Даже для таких энтузиастов, как Ольга Фёдоровна Берггольц, ставшая одной из первых жительниц, совместный быт при таком количестве совершенно разных людей оказался невыносимым.
“Красивые идеи и их реальная реализация — это не одно и то же”, — убедилась Берггольц на собственном опыте.
Даже архитектура, выполненная “под Корбюзье”, не спасла от проблем.
“Звукопроницаемость же в доме была такой идеальной, что если внизу, на третьем этаже… играли в блошки или читали стихи, у меня на пятом уже было всё слышно вплоть до плохих рифм”.
Это “слишком тесное вынужденное общение друг с другом в невероятно маленьких комнатках-конурках очень раздражало и утомляло”, — честно признавалась она.
«Слеза социализма» и оценка современников
Даже Сергей Миронович Киров, проезжая мимо, высказывался о доме-коммуне весьма критично.
“«Слезу социализма» следует заключить в стеклянный колпак, дабы она, во-первых, не развалилась и дабы, во-вторых, при коммунизме видели, как не надо строить…” — рассказывают о его высказывании.
Эксперимент по обобществлению быта в масштабах дома оказался слишком сложным.

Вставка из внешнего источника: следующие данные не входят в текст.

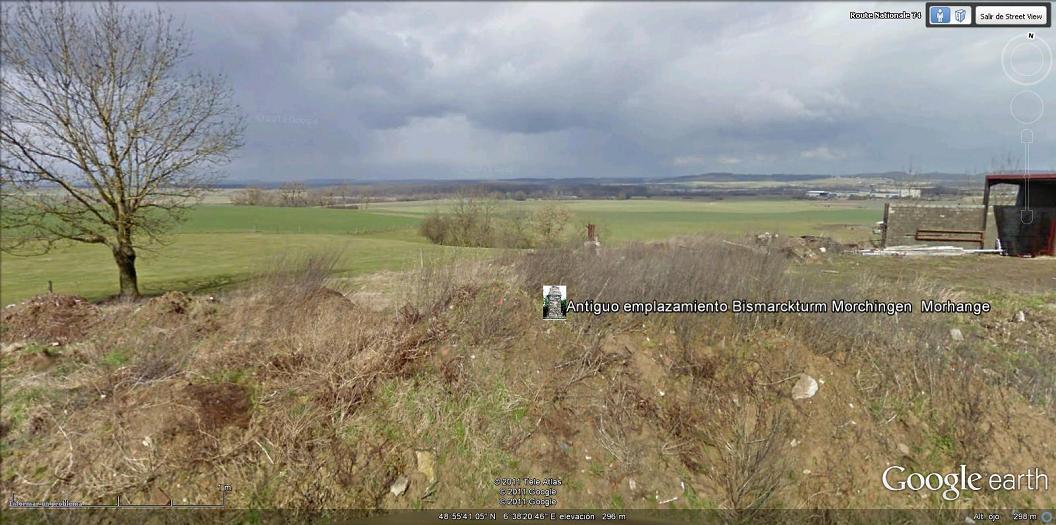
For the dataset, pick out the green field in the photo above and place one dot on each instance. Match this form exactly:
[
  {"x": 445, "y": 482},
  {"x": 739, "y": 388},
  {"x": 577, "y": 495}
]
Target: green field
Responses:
[{"x": 222, "y": 244}]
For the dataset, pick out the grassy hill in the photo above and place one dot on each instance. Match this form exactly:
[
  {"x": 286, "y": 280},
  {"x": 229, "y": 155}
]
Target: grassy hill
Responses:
[{"x": 223, "y": 244}]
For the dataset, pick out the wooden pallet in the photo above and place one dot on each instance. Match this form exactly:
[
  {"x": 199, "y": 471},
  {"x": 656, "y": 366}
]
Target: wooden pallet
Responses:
[{"x": 951, "y": 236}]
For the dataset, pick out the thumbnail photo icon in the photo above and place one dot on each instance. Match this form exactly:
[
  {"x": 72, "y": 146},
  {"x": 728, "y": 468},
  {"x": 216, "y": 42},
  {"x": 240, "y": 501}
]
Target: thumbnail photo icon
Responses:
[{"x": 554, "y": 302}]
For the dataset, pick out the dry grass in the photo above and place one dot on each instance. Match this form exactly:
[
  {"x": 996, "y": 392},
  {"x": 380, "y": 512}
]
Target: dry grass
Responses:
[{"x": 303, "y": 398}]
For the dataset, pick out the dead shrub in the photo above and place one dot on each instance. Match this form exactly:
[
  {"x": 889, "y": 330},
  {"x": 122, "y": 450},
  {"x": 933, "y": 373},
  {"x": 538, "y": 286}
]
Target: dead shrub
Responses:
[
  {"x": 49, "y": 318},
  {"x": 752, "y": 467}
]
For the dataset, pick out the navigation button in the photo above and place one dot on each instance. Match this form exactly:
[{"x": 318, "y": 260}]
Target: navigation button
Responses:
[{"x": 1020, "y": 16}]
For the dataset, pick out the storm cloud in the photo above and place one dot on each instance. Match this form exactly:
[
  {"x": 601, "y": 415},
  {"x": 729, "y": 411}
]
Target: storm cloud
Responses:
[{"x": 365, "y": 91}]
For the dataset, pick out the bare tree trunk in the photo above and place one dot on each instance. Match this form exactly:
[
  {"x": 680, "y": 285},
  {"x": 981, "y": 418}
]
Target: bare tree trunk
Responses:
[{"x": 125, "y": 257}]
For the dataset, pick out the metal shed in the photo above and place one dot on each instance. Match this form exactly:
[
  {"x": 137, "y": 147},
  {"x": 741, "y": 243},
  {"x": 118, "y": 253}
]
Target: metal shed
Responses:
[{"x": 1029, "y": 226}]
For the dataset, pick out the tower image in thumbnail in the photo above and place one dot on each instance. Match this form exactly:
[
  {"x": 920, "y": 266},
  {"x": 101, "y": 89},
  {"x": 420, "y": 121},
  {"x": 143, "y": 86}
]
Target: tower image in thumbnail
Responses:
[{"x": 553, "y": 302}]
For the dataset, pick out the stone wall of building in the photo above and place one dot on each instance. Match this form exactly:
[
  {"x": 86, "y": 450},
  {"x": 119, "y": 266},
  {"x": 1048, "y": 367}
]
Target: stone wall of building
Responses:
[{"x": 902, "y": 221}]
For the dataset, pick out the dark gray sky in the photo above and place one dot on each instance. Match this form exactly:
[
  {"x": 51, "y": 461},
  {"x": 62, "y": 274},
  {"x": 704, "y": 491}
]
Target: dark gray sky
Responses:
[{"x": 563, "y": 89}]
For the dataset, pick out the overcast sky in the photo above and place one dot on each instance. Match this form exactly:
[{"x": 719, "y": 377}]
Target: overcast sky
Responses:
[{"x": 505, "y": 90}]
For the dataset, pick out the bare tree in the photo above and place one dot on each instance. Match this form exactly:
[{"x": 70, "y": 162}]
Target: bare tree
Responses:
[{"x": 105, "y": 137}]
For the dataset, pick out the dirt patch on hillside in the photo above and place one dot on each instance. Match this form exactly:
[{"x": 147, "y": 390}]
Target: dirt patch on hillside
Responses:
[
  {"x": 49, "y": 318},
  {"x": 221, "y": 405}
]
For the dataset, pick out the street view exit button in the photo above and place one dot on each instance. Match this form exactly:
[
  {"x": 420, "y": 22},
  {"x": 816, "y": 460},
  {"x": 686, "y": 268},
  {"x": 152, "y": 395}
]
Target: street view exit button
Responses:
[{"x": 1014, "y": 15}]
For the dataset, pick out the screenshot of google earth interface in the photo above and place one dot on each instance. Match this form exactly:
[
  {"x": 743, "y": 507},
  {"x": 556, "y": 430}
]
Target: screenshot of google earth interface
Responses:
[{"x": 420, "y": 262}]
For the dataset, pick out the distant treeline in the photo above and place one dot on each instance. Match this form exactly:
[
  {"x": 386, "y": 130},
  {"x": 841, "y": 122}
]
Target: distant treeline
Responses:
[
  {"x": 360, "y": 194},
  {"x": 481, "y": 222}
]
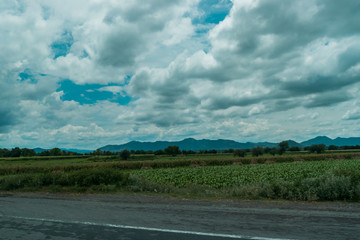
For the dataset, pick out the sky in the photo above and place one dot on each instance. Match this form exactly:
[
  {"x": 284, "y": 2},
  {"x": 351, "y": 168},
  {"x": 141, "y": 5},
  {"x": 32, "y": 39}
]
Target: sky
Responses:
[{"x": 87, "y": 73}]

По сути, это была коммунальная квартира, но в ещё более жёсткой форме.
Лишь в 1960-е годы, в эпоху перемен, дом был реконструирован. Каждая квартира получила собственные кухни и санузлы.
Эксперимент, таким образом, окончательно завершился, но прозвище “Слеза социализма” за домом, расположенным неподалёку от Невского проспекта, закрепилось навсегда.
Сегодня этот дом — несомненно, памятник конструктивизма.
“«Слеза Социализма», несмотря на всю ироничность данного дому прозвища – и исторический, и архитектурный памятник”, — констатируется без всякой иронии.
Хорошо, что он сохранился и продолжает ремонтироваться, служа напоминанием о грандиозных утопиях прошлого и о том, как важно учитывать человеческий фактор при проектировании нового быта.